I'm still waiting in the new maintainer queue, but I'm sure I can get this  
uploaded via sponsorship.

   BioMail is a small web-based application for medical researchers,
   biologists, and anyone who wants to know the latest information about
   a disease or a biological phenomenon. It is written to automate
   searching for recent scientific papers in the PubMed Medline database.

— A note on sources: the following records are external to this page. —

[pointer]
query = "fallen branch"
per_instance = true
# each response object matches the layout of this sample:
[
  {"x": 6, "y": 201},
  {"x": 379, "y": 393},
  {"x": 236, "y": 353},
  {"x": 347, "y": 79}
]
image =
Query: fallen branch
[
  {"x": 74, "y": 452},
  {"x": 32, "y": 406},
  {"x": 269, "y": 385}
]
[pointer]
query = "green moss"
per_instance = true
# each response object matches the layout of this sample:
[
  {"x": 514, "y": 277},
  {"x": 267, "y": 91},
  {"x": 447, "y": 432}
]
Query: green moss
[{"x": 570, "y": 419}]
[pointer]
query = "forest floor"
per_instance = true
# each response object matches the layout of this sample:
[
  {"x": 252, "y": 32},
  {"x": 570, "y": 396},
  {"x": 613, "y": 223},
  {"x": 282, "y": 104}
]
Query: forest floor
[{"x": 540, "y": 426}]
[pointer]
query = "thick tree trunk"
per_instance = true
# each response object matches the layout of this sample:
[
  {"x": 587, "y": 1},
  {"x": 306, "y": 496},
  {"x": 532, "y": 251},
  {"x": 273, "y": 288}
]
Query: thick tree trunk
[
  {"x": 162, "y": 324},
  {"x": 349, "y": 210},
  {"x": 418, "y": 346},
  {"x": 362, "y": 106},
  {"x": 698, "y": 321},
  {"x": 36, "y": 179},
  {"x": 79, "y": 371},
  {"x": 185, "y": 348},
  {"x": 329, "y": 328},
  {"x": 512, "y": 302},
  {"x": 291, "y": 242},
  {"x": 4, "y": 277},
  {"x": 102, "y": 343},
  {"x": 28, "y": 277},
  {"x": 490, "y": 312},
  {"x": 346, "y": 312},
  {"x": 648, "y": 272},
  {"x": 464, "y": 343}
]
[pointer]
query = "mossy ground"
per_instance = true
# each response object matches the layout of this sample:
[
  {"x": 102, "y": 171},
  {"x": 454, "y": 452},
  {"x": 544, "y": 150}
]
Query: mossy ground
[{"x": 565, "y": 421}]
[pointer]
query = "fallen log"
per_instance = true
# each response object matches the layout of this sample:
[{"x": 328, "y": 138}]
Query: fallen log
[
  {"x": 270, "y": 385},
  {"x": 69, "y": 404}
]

   BioMail is free and will stay free.
   
   What does BioMail do?
   Periodically BioMail does a user-customized Medline search and sends
   all matching articles recently added to Medline to the users' e-mail
   address. HTML-formatted e-mails generated by BioMail can be used to
   view selected references in medline format (compatible with most
   reference manager programs).
   
   Why is BioMail helpful?
   If you use Medline, it may be hard to remember when you did your last
   search. Often you must scan titles you have already seen to be certain
   you didn't miss an important reference. BioMail will perform routine
   searches for you. This program alerts users to all new papers in their
   fields automatically. It also helps the user to 'refine' search
   patterns once and for all. There is no need to wonder: 'What was that
   great search pattern I used last Saturday?'. All patterns are safe in
   the database and can be accessed, tuned, or deleted any time.
   
   It is also useful for countries where access to the Internet is not
   yet widely available. If a person has a permanent e-mail address, but
   only sporadic www access, she/he only needs to fill out a BioMail form
   once and then will receive new references from Medline continually.
   License
   
   It is released under GNU GPL license. This means it can be freely
   used, distributed, modified and redistributed as a new application, or
   it can even be sold for money, as long as the original or modified
   source codes remain freely available (and a little respect to the
   author is shown).
 
  Requirements
   
   BioMail was written in Perl for Linux. It was also checked under San
   Solaris7, Irix 6.5 (on SGI), Tru64 Unix 4.OE (on Digital alpha), and
   should be fine for other Unix OSes.
   
   BioMail requires a standard Perl distribution and two additional Perl
   modules from CPAN -- LWP::Simple and Mail::Mailer.